Art & Photography

Impulse

Kaisar Ahamed photographs the Bengalis rebuilding their lives after natural disaster

Natural disasters like Aila (2009) and Sidr (2007) have forced homelessness onto more than a million people in Bangladesh, pushing them to migrate from their regions. The former, a devastating cyclone, struck the south-western coastal region of the country and torrential rains led to 190 fatalities. Dams broke. 50,000 deer went missing. 9.3 million were affected in one way or another.

Satkhira and Khulna were the worst hit districts, with nine other districts also badly damaged. Most of the Aila-affected people are living in submerged houses. Many residents have moved to other parts of the country with their families, while others have made India their permanent home.

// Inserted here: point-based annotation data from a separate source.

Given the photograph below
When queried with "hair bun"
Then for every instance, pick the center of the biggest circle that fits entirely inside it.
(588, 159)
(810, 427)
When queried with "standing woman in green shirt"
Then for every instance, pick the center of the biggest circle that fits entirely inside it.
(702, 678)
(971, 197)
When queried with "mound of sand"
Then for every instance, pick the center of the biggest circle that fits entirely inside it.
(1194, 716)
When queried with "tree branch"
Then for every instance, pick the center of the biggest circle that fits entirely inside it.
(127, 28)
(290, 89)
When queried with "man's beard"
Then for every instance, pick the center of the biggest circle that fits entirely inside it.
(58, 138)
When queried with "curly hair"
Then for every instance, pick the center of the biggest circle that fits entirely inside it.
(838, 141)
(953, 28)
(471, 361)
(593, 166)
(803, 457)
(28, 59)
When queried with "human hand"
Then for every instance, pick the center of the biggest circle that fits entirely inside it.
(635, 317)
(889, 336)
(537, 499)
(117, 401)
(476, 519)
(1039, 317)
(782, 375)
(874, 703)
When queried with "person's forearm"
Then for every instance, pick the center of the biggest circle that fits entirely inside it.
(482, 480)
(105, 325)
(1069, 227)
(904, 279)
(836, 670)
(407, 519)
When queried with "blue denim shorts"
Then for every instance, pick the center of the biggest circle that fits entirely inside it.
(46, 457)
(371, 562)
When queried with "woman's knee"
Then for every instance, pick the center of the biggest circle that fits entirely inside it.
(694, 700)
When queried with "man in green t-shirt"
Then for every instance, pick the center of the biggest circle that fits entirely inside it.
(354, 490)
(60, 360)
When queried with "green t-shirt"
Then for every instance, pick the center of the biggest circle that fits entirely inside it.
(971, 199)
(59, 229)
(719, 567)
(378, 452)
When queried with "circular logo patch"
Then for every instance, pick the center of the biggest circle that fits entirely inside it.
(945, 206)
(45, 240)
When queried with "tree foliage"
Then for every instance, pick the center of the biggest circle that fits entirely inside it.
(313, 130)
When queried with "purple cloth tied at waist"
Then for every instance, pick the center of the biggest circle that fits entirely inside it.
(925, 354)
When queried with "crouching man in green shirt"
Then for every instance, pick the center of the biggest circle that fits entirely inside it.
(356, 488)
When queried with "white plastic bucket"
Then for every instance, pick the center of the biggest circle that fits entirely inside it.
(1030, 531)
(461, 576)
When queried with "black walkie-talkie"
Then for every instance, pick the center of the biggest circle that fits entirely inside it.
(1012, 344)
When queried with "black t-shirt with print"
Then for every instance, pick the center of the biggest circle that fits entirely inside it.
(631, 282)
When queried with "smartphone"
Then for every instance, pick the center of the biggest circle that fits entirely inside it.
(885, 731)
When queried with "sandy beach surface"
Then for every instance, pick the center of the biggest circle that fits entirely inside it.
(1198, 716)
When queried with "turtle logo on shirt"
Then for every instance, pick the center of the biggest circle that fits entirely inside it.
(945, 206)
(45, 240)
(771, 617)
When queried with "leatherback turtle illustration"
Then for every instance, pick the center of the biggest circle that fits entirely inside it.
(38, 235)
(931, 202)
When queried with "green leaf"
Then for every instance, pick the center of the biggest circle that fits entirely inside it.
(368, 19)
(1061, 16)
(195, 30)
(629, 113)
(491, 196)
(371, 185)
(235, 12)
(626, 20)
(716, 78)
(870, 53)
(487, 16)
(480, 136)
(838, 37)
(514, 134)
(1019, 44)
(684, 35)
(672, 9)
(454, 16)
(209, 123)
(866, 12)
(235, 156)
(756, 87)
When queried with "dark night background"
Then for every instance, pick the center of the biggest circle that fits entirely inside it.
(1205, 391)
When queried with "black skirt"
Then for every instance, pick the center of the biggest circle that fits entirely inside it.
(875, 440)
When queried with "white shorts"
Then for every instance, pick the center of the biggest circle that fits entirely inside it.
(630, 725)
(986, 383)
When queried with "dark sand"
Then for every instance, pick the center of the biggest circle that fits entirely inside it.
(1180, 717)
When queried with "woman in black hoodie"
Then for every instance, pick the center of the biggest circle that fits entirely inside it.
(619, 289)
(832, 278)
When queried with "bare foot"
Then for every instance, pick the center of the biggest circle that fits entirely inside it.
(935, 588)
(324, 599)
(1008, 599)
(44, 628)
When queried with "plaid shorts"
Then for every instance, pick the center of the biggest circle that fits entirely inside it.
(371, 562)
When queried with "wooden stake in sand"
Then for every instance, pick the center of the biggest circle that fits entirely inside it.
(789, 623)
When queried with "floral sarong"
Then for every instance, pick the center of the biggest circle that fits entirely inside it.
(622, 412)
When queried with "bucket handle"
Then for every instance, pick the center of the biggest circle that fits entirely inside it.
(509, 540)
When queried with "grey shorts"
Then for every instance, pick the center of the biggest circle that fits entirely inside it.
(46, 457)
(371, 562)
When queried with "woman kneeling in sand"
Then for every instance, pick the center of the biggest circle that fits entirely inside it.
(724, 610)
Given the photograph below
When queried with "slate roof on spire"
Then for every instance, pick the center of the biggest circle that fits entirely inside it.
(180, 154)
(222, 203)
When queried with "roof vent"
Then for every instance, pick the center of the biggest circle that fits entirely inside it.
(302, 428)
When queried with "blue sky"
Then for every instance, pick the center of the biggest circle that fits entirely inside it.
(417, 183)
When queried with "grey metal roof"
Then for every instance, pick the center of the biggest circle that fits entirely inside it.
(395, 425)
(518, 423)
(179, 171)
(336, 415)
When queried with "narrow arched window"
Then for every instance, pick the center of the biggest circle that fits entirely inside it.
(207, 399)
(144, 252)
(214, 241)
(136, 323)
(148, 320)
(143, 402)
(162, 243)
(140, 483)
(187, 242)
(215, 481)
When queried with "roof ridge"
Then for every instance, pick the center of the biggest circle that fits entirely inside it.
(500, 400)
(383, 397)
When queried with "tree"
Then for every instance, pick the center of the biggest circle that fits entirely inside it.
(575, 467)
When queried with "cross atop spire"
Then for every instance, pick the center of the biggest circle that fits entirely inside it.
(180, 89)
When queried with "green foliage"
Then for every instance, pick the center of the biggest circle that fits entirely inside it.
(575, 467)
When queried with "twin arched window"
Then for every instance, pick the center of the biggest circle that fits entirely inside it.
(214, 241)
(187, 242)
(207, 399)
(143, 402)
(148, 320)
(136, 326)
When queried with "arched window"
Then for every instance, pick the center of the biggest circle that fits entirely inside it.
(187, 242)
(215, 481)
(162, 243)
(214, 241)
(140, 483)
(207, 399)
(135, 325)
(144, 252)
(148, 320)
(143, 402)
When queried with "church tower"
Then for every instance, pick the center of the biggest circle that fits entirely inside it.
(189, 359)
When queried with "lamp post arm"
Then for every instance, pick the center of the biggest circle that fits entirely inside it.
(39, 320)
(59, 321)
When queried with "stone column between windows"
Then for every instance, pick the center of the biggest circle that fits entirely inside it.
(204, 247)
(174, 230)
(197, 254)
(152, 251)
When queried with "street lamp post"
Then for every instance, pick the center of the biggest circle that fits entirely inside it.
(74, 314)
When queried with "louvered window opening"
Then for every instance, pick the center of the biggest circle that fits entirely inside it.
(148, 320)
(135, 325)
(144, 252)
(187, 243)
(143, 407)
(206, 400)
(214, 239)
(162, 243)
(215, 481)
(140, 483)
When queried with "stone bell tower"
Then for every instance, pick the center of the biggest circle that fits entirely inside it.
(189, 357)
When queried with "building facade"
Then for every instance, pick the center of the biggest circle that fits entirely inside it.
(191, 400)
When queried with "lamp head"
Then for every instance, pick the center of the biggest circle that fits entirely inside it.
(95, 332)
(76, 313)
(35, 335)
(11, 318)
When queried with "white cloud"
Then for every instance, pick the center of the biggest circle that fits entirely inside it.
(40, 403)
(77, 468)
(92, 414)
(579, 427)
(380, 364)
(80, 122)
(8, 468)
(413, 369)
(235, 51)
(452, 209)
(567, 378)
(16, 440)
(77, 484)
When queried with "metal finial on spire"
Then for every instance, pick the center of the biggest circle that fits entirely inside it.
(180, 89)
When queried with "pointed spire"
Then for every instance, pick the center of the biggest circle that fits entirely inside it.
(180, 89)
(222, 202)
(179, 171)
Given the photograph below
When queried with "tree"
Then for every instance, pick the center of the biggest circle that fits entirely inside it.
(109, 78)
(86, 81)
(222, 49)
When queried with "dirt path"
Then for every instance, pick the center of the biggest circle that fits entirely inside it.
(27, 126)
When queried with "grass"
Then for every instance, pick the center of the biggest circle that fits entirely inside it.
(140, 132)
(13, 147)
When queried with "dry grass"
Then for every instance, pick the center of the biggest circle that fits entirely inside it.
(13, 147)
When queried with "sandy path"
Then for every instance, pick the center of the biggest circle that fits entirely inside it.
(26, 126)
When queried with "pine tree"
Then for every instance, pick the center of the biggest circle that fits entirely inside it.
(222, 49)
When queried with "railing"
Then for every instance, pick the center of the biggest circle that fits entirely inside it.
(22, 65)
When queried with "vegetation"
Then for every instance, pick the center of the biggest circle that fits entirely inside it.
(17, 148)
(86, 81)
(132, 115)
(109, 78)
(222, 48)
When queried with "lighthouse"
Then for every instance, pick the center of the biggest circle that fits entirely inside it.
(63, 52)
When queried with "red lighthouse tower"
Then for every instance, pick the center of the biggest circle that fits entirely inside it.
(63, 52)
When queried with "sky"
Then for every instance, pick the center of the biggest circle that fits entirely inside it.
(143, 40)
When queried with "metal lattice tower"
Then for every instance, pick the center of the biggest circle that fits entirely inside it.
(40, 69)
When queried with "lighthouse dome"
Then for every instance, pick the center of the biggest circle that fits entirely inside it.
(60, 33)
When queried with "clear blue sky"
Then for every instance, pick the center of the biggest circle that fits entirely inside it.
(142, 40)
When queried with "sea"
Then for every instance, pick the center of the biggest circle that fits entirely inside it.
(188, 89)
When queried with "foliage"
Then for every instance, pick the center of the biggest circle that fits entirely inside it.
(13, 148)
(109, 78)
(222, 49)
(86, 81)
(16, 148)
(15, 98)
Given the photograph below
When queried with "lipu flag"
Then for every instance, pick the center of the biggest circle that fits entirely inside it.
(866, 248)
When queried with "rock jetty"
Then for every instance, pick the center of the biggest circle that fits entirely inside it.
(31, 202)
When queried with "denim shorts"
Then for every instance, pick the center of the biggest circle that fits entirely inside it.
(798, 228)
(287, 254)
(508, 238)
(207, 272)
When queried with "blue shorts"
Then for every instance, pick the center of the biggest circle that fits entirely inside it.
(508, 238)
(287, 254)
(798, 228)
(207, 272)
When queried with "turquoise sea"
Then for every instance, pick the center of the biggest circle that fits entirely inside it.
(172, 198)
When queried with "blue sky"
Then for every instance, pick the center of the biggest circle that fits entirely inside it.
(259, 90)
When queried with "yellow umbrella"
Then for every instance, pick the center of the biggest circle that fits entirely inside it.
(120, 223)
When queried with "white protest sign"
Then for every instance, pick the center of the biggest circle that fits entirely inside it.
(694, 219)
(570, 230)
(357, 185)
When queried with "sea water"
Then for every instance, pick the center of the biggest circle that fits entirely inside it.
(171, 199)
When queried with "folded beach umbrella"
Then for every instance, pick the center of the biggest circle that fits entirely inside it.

Some catch baby shrimps and sell them at the local market. Others collect honey from Sundarban, a rich mangrove area in the delta formed by the confluence of the Ganges, Brahmaputra and Meghna Rivers in the Bay of Bengal. The tiger is another threat for ‘mawalis’, or honey collectors’, and each year a large number of people are killed by them. 

Given the alarming rate of cyclones and other climate related disasters hitting the eighth-most populous country in the world, the coming decades may witness seismic destruction and mass migration unless significant investment and infrastructure resilience is established.